Pigmentation characteristics of 402Q/Q melanocytes at 31°C

Given the increase in 402Q/Q cell strain TYR protein expression (Fig. 2A) and enzyme activity observed at 31°C (Fig. 2C), we expected melanin levels to rise in those cells grown at 31°C. However, total melanin content did not change significantly either in WT or 402Q/Q samples (Fig. S4A). Electron microscopy was undertaken to further characterise the state of melanosomes (Cook et al., 2009) in both WT and 402Q/Q melanocytes grown at 37°C and 31°C for a 24hr period (Fig. S4B). Again there was no clear evidence to support an increase in melanisation at 31°C either in the WT or 402Q/Q samples, and despite an increase in TYR protein, there was no observable change in melanosome maturation.

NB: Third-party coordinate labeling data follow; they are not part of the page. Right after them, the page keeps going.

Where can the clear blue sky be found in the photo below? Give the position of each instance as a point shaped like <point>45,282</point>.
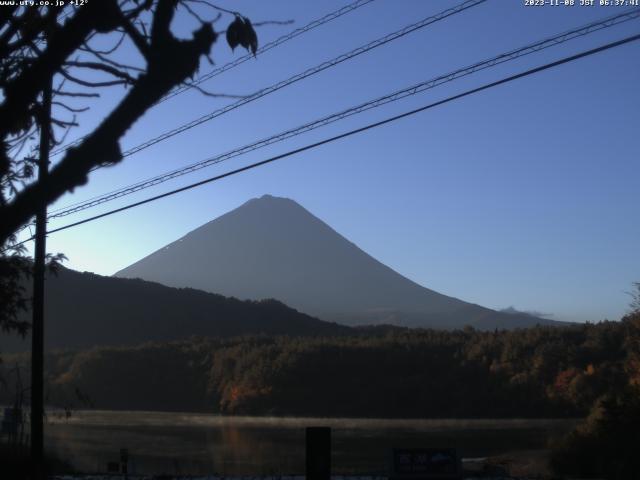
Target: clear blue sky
<point>525,195</point>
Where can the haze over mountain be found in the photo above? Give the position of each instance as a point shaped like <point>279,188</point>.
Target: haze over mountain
<point>86,310</point>
<point>272,247</point>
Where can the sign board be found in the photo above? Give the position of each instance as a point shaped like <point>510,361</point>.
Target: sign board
<point>425,463</point>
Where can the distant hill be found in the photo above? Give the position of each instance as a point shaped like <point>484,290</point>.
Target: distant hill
<point>273,248</point>
<point>83,310</point>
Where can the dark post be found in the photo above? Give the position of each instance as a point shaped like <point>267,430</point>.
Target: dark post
<point>318,453</point>
<point>37,327</point>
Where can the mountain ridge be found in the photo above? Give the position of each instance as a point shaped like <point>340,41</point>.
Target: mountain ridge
<point>271,247</point>
<point>83,309</point>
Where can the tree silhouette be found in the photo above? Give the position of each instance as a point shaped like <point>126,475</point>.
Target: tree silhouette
<point>41,45</point>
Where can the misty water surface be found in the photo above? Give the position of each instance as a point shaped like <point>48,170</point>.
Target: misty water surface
<point>180,443</point>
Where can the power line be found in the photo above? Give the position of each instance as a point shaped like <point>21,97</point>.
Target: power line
<point>406,92</point>
<point>305,74</point>
<point>240,60</point>
<point>355,131</point>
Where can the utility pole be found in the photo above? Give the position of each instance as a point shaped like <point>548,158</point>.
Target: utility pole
<point>37,327</point>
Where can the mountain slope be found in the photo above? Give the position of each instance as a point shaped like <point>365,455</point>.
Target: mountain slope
<point>273,248</point>
<point>83,309</point>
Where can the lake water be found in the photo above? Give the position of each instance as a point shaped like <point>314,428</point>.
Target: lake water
<point>197,444</point>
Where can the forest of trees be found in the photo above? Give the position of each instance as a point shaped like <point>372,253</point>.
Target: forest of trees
<point>538,372</point>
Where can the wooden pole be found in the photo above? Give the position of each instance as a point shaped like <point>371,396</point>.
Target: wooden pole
<point>37,327</point>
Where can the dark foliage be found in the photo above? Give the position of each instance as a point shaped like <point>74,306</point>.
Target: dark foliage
<point>538,372</point>
<point>83,310</point>
<point>606,444</point>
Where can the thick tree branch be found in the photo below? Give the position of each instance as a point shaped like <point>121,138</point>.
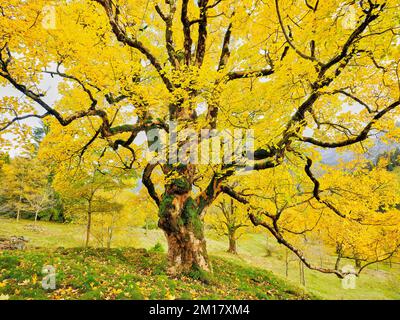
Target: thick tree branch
<point>148,183</point>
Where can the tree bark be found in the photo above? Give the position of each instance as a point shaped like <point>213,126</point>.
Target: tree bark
<point>182,224</point>
<point>88,227</point>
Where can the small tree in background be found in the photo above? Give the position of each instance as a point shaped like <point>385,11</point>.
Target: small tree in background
<point>230,221</point>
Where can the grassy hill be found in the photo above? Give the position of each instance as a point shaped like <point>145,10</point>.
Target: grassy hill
<point>125,272</point>
<point>132,274</point>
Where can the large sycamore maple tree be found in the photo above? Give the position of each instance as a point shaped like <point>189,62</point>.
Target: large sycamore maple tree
<point>305,75</point>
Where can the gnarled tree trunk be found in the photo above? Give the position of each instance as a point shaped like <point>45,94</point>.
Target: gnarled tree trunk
<point>232,243</point>
<point>182,224</point>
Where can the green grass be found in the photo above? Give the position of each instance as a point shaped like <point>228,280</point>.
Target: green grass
<point>383,283</point>
<point>130,274</point>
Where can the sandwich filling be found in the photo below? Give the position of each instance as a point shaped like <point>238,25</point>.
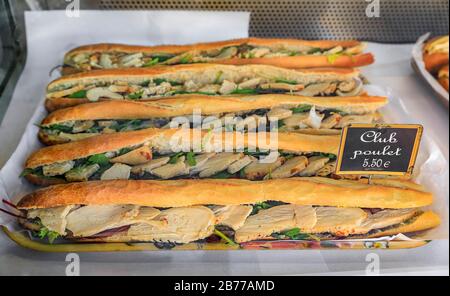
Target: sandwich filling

TYR allele and haplotype associations with pigmentation phenotype

To complement the biochemical functional assays performed in cultured melanocyte cells, human pigmentation phenotypic data from two population collections that we have previously reported upon were examined for associations with the TYR S192Y and R402Q protein polymorphisms. These sets included 5423 samples from the Brisbane Twin Nevus Study (BTNS) of adolescent twins, siblings and parents, and 1738 CMM case samples (Duffy et al., 2010; Sturm et al., 2008). These were combined for an assessment of pigmentary characteristics although not all measurements were available for each genotyped individual. Using the MENDEL program first on the BTNS collection, four haplotype phases were predicted for these alleles designated as 1-1 (S-R) for WT 192S-402R, 2-1 (Y-R) for 192Y-402R, 1-2 (S-Q) for 192S-402Q, and 2-2 (Y-Q) for the double variant 192Y-402Q (Table 1). The frequencies for each haplotype were 0.35 for 1-1, 0.32 for 2-1, 0.3 for 1-2, and 0.019 for 2-2, which are similar to those reported in a recent study of European vitiligo patients (Jin et al., 2012). A linear progression of highest to lowest penetrance was seen as 1-1> 2-1> 1-2> 2-2 for olive/dark skin (14> 9> 7 > 5%) and brown eye (26> 23> 20> 17%) colour with the reciprocal situation for fair skin (46< 50< 55< 64%) and blue eye colour (39< 44< 51< 61%). The hair colour penetrance of these haplotypes was consistent, 1-1> 2-1=1-2 >2-2 for dark brown hair colour (38> 36=36> 25%), with the reciprocal situation for fair/blond hair (15< 18=18< 22%). Given that our biochemical studies using homozygous genotyped melanocytes showed the greatest TYR protein and enzyme activity was found in WT (1-1/1-1) followed by 192Y/Y (2-1/2-1) then 402Q/Q (1-2/1-2) (Figure 1) we propose the allele strength designation of 3 to 1 for each of these TYR haplotypes respectively (Table 1), and 0 for the double variant for which we have no biochemical data. However, two individuals who were homozygous for the 2-2 haplotype were found in the study collections. Each was fair skinned with fair/blond hair and blue eye colour, suggesting that a general hypopigmentation phenotype is associated with this haplotype.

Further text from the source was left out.